Un’anticipazione: tra le carte compare anche Luigi Del Fabbro, che per conto di Mediolanum SpA chiede quindici accertamenti paesaggistici in sanatoria, per altrettanti interventi sugli immobili che la banca di Ennio Doris e Silvio Berlusconi possiede a due passi dal mare di Cala del Faro, a Porto Rotondo. Spicca il placet richiesto per “l’ampliamento” di un fabbricato “con modifiche interne ed esterne”, chiaramente in ambito vincolato. Gli uffici comunali non battono ciglio: 583 euro e il problema è risolto.
Di nomi illustri, come si vedrà nei prossimi giorni, i documenti sono zeppi: politici di primissimo piano, personaggi dello sport e dello spettacolo, magnati e capitani d’industria che in Sardegna hanno trovato il paradiso del mattone (e spesso dell’abuso) a costo zero. Come un noto imprenditore, in questo caso isolano doc, che dalla Regione ha ottenuto una decina di nullaosta per altrettanti interventi realizzati nel suo albergo di lusso in riva al mare, sulla scorta del condono Berlusconi del 2003, che però non ammette sanatorie per nuovi volumi in ambito vincolato, come in questo caso: in Regione non se ne sono accorti.
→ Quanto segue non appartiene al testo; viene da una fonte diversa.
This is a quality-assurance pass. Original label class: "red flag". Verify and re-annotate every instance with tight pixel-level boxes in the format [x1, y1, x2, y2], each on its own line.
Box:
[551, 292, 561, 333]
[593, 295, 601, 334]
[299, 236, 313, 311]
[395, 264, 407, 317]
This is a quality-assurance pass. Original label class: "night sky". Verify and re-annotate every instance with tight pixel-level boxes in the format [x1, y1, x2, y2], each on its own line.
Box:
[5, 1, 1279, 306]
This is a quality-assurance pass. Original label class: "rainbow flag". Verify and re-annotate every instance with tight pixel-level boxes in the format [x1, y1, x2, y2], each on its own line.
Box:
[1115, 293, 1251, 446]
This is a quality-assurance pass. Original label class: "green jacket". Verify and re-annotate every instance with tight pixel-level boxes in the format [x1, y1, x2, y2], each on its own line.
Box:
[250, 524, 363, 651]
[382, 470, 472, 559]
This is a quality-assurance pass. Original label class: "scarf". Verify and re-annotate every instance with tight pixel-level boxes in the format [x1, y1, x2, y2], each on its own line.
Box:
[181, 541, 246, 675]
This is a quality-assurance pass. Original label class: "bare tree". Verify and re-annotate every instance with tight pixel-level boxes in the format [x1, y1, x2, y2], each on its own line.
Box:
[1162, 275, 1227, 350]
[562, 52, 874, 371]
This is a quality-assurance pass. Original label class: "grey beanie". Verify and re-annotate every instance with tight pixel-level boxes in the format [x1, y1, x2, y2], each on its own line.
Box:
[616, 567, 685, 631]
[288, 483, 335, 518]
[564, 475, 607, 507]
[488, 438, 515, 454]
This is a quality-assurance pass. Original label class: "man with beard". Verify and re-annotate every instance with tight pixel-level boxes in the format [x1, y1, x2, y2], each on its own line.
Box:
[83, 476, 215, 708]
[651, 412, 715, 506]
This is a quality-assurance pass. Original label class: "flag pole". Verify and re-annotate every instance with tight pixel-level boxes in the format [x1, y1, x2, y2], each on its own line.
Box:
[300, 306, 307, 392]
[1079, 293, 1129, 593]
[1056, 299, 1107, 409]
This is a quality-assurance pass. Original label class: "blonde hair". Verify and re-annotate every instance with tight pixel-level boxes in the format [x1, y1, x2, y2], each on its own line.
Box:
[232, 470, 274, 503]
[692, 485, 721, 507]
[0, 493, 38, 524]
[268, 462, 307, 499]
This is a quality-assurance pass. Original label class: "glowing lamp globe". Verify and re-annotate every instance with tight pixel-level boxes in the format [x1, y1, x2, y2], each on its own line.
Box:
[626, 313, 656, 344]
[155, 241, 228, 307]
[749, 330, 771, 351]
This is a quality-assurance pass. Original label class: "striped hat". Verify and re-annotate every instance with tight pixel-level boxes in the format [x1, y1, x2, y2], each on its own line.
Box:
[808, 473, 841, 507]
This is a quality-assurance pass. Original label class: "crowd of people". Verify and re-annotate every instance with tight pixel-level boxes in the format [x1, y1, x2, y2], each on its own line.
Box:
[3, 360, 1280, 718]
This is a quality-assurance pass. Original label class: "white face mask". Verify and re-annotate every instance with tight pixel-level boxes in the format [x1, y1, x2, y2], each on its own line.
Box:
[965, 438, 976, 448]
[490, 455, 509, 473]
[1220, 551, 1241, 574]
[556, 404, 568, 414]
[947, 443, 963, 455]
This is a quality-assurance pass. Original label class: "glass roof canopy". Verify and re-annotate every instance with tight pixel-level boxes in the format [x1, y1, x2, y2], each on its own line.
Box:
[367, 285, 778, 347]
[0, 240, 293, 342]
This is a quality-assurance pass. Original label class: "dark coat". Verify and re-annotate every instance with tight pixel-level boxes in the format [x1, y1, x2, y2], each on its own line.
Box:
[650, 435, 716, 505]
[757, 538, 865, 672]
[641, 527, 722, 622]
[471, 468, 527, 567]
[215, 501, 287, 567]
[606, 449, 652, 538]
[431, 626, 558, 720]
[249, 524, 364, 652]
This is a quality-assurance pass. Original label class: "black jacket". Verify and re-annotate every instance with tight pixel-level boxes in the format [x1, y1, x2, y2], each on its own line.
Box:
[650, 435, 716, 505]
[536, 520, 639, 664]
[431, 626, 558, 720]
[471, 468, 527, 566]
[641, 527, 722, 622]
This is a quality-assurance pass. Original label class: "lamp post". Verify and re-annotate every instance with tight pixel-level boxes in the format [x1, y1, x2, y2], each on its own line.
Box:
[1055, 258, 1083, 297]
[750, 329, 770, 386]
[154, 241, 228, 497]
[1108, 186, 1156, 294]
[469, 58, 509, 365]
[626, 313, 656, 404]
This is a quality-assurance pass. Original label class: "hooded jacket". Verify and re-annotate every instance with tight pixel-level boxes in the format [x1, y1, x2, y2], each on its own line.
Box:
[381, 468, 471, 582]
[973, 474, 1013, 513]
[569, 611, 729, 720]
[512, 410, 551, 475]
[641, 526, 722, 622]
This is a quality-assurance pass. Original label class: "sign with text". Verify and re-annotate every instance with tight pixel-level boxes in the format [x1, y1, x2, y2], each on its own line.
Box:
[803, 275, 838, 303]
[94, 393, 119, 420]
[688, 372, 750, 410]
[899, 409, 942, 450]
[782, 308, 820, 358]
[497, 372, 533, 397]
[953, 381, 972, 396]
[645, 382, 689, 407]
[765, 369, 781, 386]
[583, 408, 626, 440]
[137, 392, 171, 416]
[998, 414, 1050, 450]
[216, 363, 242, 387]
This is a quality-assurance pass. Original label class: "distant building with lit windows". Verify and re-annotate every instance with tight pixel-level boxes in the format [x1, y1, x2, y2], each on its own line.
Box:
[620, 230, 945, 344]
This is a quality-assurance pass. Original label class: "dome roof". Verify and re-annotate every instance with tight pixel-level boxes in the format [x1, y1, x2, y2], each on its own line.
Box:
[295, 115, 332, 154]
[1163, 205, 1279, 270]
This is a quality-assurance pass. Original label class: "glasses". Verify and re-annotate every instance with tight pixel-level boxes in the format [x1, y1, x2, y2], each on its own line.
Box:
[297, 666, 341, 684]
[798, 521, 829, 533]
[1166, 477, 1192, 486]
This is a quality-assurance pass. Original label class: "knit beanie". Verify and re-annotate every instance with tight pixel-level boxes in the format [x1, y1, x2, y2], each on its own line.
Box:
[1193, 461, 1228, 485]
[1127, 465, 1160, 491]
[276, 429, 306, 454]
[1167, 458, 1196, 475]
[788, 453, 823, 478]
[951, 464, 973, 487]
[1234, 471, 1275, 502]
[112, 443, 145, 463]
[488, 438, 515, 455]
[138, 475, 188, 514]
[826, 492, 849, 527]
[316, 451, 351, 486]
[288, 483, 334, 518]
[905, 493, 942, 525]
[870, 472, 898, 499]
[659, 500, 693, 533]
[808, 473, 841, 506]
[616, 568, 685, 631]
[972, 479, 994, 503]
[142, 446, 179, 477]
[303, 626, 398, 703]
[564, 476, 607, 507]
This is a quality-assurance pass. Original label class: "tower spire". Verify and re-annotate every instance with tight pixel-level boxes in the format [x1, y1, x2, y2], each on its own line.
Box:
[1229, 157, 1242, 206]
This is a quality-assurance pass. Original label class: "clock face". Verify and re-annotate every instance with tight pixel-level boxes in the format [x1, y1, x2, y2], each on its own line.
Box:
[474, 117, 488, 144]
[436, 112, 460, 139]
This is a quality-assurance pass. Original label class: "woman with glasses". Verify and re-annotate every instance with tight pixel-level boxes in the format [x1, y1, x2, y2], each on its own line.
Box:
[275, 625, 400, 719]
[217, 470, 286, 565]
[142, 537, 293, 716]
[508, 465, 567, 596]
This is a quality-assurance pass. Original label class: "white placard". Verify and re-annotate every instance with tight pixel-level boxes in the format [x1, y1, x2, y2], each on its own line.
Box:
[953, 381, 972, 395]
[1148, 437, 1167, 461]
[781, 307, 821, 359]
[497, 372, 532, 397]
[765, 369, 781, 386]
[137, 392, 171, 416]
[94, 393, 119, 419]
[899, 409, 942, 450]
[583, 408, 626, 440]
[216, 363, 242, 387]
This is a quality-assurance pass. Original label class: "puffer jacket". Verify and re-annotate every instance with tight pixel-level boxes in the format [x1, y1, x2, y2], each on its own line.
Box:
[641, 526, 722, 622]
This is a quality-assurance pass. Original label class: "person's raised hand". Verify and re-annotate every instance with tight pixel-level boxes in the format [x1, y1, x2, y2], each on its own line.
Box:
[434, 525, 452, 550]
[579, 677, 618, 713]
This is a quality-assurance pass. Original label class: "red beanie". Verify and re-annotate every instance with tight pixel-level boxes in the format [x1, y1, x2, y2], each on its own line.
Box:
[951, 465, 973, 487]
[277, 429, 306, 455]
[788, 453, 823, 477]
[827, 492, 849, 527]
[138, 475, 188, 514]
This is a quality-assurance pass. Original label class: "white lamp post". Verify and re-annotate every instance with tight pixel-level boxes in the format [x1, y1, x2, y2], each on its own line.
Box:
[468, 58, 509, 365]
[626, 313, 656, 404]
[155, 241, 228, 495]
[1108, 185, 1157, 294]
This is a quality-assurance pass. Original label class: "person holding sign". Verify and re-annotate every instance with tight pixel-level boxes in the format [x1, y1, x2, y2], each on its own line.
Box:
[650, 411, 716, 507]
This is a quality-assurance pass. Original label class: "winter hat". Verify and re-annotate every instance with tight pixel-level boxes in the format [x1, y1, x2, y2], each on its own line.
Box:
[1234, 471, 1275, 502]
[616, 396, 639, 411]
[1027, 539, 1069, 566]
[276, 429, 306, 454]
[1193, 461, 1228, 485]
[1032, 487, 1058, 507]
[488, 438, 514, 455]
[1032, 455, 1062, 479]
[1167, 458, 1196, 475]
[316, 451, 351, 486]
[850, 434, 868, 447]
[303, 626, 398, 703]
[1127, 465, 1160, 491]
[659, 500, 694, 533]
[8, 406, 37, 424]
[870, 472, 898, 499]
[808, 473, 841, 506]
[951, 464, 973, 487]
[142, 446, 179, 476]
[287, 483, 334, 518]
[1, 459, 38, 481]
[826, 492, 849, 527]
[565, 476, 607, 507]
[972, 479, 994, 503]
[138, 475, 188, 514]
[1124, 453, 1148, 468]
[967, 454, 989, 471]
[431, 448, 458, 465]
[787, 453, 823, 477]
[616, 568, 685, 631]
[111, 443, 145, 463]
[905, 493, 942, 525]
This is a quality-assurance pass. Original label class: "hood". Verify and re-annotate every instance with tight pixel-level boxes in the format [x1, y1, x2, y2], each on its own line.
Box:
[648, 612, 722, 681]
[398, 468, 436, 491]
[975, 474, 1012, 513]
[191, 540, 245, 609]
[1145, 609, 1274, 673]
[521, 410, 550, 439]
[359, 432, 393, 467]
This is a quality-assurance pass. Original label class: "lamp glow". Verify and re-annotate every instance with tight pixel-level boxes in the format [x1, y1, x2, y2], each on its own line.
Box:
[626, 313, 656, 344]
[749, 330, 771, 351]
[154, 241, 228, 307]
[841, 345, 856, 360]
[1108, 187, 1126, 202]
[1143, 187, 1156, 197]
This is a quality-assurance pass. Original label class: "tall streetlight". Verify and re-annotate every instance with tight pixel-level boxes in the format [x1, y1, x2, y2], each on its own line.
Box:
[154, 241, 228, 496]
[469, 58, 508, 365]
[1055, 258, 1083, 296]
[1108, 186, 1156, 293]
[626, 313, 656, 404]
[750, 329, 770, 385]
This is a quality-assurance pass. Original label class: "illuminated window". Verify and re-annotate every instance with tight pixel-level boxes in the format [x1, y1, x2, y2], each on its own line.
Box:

Tutto sanato ex post, come gli scantinati che si trasformano in abitazioni col benestare degli uffici comunali e a volte con esiti tragici, si veda alla voce alluvioni.
E se non si è trattato di condoni e sanatorie, nel 2009 a soccorrere gli amanti del cemento castrati dal Piano paesaggistico regionale sono arrivati il governatore Ugo Cappellacci e l’assessore all’Urbanistica Gabriele Asunis, padri nobili del Piano casa. Al grido di “liberi tutti”, il colpo di spugna permetteva di ignorare gli indici massimi di edificabilità e le normative regionali, a partire proprio dal Ppr. Cosa puntualmente avvenuta, con le colate di cemento anche entro i 300 metri dal mare – possibilità cassata dalla giunta Pigliaru in sede di proroga – e perfino nel bel mezzo di un parco nazionale, come si vedrà nei prossimi giorni. Tra i fan del Piano casa: Silvio Berlusconi con Villa Certosa, l’immobiliarista ed editore Sergio Zuncheddu con l’ampliamento dell’hotel di lusso Abi d’Oru nello splendido golfo di Marinella, una nutrita schiera di oligarchi russi innamorati della Costa Smeralda e degli ampliamenti volumetrici.
In definitiva il Piano casa ha fatto da cavallo di Troia per bypassare con nonchalance ogni norma, prima di stramazzare miseramente al suolo nel 2016, quando la Corte Costituzionale ha sancito che quelle “deroghe” non erano propriamente costituzionali. Ad esempio, non potevano scavalcare il Ppr. Peccato che dall’approvazione del Piano Casa al pronunciamento della Consulta siano trascorsi sette anni e gli uffici della Regione abbiano accordato, durante quel periodo, una valanga di autorizzazioni senza colpo ferire. E spesso saltando un passaggio obbligato: la richiesta del parere vincolante della Soprintendenza ai Beni architettonici e paesaggistici. Anche per questo associazioni ambientaliste come il Gruppo di intervento giuridico hanno segnalato tutto alla Procura di Cagliari. E lo stesso ha fatto, come risulta a Sardinia Post, un solerte funzionario della Regione Sardegna, che oltre a interessare la magistratura, ha informato anche l’Anac, l’Autorità nazionale anticorruzione e il Corpo forestale dello Stato.
Il quadro complessivo fa tremare i polsi. Ne daremo conto nei prossimi giorni, con nomi e cognomi.